NVIDIA Bug ID: 583022

        Date: 8/4/2009 4:41:42 AM

Company/Division: GPU Computing

    Severity: High

    Priority: 1 - High

    Synopsis: Texture over pinned memory fails.

 Description: Hi,

I get “Invalid device pointer” when trying to bind a texture to a device pointer created with cudaHostAllocMapped and cudaHostAlloc (pinned memory pointer).

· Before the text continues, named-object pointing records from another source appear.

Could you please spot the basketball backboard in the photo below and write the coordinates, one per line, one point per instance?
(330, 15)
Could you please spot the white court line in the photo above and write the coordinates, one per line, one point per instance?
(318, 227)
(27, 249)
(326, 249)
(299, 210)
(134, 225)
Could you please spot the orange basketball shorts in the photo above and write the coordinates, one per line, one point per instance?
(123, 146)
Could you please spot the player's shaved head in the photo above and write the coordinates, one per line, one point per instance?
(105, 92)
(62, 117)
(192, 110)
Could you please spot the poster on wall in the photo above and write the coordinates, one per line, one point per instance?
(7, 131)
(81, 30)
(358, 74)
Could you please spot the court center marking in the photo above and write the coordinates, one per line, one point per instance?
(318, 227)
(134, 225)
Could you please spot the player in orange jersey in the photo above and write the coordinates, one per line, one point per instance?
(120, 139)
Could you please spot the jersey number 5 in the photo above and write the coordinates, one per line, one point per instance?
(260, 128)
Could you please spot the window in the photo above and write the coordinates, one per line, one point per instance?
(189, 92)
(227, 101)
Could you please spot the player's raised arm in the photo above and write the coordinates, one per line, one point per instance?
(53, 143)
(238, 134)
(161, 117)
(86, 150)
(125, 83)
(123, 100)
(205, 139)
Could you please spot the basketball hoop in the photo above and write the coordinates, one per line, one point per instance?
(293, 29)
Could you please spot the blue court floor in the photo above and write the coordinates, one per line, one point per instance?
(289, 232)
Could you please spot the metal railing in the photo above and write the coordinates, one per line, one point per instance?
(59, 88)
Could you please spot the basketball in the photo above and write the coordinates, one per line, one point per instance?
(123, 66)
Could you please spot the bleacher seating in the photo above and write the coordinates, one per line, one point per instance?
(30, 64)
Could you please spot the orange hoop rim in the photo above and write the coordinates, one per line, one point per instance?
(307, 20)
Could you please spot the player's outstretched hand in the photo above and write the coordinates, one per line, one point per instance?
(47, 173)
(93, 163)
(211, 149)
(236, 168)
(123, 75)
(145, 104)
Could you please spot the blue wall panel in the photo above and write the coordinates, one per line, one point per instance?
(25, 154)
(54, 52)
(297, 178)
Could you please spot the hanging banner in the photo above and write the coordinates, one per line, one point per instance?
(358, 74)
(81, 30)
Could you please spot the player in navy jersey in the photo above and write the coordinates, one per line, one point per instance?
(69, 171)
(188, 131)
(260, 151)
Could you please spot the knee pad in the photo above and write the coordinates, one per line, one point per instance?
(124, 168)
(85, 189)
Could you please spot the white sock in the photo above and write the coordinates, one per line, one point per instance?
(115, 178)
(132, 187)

Is there a way to do this?

Reproducing code:

#include <stdlib.h>

#include <stdio.h>

#include <string.h>

#include <math.h>

// includes, project

#include <cutil_inline.h>

#include <cuda.h>

int main(int argc, char** argv)

{

unsigned int flags = cudaHostAllocMapped;

float *fData_d = NULL;

unsigned int iSamples = 2001;

unsigned int iSize = 2 * 189676; 

iSize *= iSamples;		// iSize = 558,983,352

cudaSetDevice(1);

cudaSetDeviceFlags(cudaDeviceMapHost);

printf( "Allocating [%u] bytes...\n", iSize * sizeof( float ) );

cudaHostAlloc((void **)&fData_h, iSize * sizeof( float ), flags );

                 cudaThreadSynchronize();

cudaHostGetDevicePointer((void **)&fData_d, (void *)fData_h, 0);

                 cudaThreadSynchronize();

cudaBindTexture( 0, tex_LargeFloat2, fData_d, iSize );   // This fails with invalide device pointer [17]

                 cudaThreadSynchronize();

cudaFreeHost( fData_d ); }

Compilation done with CUDA 2.3 beta:

1>“C:\CUDA\bin\nvcc.exe” -arch sm_13 -ccbin “C:\Program Files (x86)\Microsoft Visual Studio 8\VC\bin” -Xcompiler “/EHsc /W3 /nologo /O2 /Zi /MT " -I”“C:\CUDA\include”" -I"…/…/common/inc" -maxrregcount=32 --compile -o “test.cu.obj” “test.cu”

-------------------- Additional Information ------------------------ Computer Type: PC System Model Type:

System Model Number:

CPU Type:

Video Memory Type:

Chipset Mfg:

Chipset Type:

Sound Card:

CPU Speed:

Network:

Modem:

North Bridge:

South Bridge:

TV Encoder:

Bus Type: AGP

OS Language:

Application:

Driver Version: 190.15

System BIOS Version:

Video BIOS Mfg:

Video BIOS Version:

Direct X Version:

Monitor Type:

Monitor 1:

Monitor 2:

Monitor 3:

Video 1:

Video 2:

Video 3:

Resolution:

Color Depth:

Products: other

Application Version:

Application Setting:

Multithreaded Application:

Other open applications:

Release:

OS Details:

Problem Category:

How often does problem occur:

Video Memory Size:

CPUs (single or multi):

RAM (amount & type):

AGP Aperture Size:


Latest Comment update from NVIDIA (8/21/2009 10:43:28 AM):

Eyal, a fix for this bug is in place and will be available with a future release.

BTW - Paulius from NVIDIA (I hope I’ve spelled right :) ) suggested a temporary fix for this.
You can use un-textured pinn memory and then copy the data using DeviceToDevice (which should be fast) and bind
the texture to the second device allocation.
Downside is its a hack, requires twice the dataset and probably a bit slower :)

eyal

Good to hear it will be fixed !

We are actually looking at not doing any copies, just use the texture in our first kernel and have it texture from mapped host memory.